Social Customer Relationship Management (Social CRM or SCRM) can mean many things to many people and organizations. This post explores visually what a Social CRM process for organization can look like.
Social CRM has been quite the hot topic as of late. However, much of the discussion has been focused around ideas and what some would argue as “theory.” I’m not one to claim that I have all the answers or have a pile of case studies hanging around. However, I’m also the first to admit that I enjoy exploring what models and frameworks around Social CRM can look like, perhaps going a bit deeper into the topic by providing visuals.
Social CRM Process
One of the things we haven’t really been able to see is what a SCRM process or flow of information could look like. I’m not going to argue the definition of Social CRM but I’d like to get into more detail in terms of what I think the process actually needs to look like.

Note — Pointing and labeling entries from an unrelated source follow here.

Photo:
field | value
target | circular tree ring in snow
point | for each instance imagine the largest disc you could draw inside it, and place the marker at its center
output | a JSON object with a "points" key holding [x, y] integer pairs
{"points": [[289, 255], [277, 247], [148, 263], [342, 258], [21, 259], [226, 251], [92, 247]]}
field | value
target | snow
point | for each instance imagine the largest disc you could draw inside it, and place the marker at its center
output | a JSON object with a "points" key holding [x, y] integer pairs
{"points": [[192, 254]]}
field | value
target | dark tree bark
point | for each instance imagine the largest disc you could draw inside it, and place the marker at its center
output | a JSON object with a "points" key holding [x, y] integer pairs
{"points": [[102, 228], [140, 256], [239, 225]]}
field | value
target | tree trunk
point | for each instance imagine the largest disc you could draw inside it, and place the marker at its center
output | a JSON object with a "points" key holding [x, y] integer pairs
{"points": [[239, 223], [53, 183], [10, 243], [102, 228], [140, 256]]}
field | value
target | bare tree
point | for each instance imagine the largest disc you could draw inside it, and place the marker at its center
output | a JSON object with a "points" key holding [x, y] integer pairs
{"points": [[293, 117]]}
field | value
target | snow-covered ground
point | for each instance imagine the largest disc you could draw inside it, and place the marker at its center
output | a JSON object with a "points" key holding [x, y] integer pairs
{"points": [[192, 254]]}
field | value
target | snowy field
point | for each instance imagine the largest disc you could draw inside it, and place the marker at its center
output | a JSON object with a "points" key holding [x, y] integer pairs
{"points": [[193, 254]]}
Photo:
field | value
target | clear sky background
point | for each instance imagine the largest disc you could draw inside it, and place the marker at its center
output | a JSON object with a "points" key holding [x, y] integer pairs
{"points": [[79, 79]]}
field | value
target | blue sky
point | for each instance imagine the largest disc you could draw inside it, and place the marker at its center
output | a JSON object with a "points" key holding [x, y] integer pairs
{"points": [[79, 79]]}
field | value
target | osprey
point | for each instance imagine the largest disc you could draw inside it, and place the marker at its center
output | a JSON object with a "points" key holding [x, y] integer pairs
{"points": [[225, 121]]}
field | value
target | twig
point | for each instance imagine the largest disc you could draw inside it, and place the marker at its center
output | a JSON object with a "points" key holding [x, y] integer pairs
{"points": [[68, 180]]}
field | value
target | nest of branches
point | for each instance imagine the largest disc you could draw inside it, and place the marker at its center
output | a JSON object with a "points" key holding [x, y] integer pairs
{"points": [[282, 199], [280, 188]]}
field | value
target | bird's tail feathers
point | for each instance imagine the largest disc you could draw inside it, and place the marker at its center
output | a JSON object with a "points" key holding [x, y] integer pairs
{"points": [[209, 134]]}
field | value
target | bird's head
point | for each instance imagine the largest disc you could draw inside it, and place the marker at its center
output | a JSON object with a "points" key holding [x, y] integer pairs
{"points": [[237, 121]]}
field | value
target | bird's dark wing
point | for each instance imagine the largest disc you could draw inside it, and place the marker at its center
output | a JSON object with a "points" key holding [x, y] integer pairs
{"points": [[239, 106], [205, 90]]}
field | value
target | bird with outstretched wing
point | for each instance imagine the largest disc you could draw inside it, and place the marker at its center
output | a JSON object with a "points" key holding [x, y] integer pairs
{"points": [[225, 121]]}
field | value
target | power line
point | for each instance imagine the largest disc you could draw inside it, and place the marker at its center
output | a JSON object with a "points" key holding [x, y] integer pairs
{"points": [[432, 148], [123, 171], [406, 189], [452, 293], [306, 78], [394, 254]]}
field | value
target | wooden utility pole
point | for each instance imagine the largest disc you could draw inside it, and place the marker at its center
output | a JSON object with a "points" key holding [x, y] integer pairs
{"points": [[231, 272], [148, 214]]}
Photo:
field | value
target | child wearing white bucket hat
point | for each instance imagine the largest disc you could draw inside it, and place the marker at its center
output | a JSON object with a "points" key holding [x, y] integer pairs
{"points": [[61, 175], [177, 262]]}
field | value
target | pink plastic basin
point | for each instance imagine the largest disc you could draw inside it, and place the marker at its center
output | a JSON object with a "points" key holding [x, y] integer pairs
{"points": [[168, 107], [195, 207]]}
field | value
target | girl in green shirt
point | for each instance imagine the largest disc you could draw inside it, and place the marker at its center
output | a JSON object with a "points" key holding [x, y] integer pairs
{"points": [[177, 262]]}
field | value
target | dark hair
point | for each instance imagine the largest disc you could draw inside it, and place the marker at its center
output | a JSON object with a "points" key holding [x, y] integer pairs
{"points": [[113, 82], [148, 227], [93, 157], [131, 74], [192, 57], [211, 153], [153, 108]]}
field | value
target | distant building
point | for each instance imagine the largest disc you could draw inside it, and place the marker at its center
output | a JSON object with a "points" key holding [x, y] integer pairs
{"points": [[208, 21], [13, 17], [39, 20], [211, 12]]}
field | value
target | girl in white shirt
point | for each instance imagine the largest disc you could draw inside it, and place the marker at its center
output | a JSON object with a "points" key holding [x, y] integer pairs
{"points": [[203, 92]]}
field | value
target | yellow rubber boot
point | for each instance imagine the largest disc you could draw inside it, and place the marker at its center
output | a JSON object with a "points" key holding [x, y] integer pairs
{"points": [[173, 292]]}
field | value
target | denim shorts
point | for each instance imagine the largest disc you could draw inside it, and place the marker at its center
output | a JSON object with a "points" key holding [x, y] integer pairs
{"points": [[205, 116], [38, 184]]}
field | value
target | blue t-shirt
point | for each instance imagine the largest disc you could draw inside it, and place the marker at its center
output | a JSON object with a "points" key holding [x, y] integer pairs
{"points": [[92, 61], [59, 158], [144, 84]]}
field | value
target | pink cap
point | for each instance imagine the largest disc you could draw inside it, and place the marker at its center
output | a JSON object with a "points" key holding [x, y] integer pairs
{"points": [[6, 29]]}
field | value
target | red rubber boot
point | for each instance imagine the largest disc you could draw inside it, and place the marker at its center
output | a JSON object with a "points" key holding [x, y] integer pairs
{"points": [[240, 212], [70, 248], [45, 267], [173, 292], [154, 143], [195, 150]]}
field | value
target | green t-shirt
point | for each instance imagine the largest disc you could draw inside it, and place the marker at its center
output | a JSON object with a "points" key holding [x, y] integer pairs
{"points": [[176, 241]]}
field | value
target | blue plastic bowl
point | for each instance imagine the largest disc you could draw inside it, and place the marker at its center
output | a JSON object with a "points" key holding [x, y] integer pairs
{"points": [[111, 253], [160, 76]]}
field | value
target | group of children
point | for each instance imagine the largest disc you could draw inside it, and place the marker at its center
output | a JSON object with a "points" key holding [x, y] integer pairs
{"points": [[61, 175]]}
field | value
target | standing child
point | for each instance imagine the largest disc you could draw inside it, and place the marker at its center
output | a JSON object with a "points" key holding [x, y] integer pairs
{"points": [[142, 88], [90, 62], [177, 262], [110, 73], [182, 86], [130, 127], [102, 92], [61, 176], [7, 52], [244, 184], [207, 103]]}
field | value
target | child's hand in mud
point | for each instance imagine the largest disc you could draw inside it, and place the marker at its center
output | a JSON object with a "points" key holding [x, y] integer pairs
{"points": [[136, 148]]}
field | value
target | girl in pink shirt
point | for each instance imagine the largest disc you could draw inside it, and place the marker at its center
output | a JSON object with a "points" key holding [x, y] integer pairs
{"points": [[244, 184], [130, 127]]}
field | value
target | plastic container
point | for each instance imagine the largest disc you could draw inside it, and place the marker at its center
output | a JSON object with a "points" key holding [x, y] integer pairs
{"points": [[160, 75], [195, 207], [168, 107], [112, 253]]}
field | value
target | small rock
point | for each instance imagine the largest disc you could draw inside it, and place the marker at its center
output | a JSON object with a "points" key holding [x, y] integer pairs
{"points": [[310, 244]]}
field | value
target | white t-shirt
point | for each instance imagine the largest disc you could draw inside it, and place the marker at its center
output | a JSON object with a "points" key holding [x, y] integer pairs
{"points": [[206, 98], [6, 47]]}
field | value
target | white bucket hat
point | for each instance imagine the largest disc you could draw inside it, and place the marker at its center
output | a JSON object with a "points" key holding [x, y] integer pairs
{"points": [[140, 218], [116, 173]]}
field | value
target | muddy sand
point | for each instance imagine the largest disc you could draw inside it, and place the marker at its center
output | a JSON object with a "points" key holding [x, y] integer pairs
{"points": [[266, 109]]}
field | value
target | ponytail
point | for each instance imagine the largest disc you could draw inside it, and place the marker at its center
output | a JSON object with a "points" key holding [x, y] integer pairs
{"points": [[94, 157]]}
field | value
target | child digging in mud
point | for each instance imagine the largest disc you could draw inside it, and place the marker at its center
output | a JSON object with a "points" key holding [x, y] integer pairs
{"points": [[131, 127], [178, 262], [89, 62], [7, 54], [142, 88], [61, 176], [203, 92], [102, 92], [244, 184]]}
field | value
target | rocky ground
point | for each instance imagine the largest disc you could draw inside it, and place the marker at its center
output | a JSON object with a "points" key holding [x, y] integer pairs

A little while ago Chess Media Group, in collaboration with Mitch Lieberman, developed the following image which I believe is a great starting point for visualizing Social CRM within an organization -- a sort of Social CRM “map” if you will.
If you look at the image above you will see that information flows in the following way:
- The community provides feedback via offline or online channels.
- If the channel is online then it is monitored and picked up by a “listening” tool which then integrates with a CRM system to provide customer information. If the channel is offline then it goes directly into a CRM system.
- The information collected is automatically routed to the proper person in the proper department (several vendors are in the process of working on this to make it happen, others have some form of this developed already).
- Once the person receives the information they can decide how to respond which will either be a macro response (public) or a micro response (private), or both.
- The response is funneled through business rules which will dictate how and where the response will take place.
- The response is once again captured by the CRM system so that the record is complete.
A Starting Point
I don’t think this model is perfect, in fact I think it’s far from perfect. However, I believe this is a good starting point for organizations to look at and try to understand what their processes CAN look like.
Some organizations, for example, deal with multiple CRM systems. If that’s the case then those multiple CRM systems need to be shown. You can then replace things such as “listening tool” and “CRM” with actual vendors and solution providers that integrate with one another.
So now let’s open this up to feedback, what do you think of the process diagram? What is missing and what needs to be fixed? I’d love to make this a collaborative effort so please contribute your thoughts.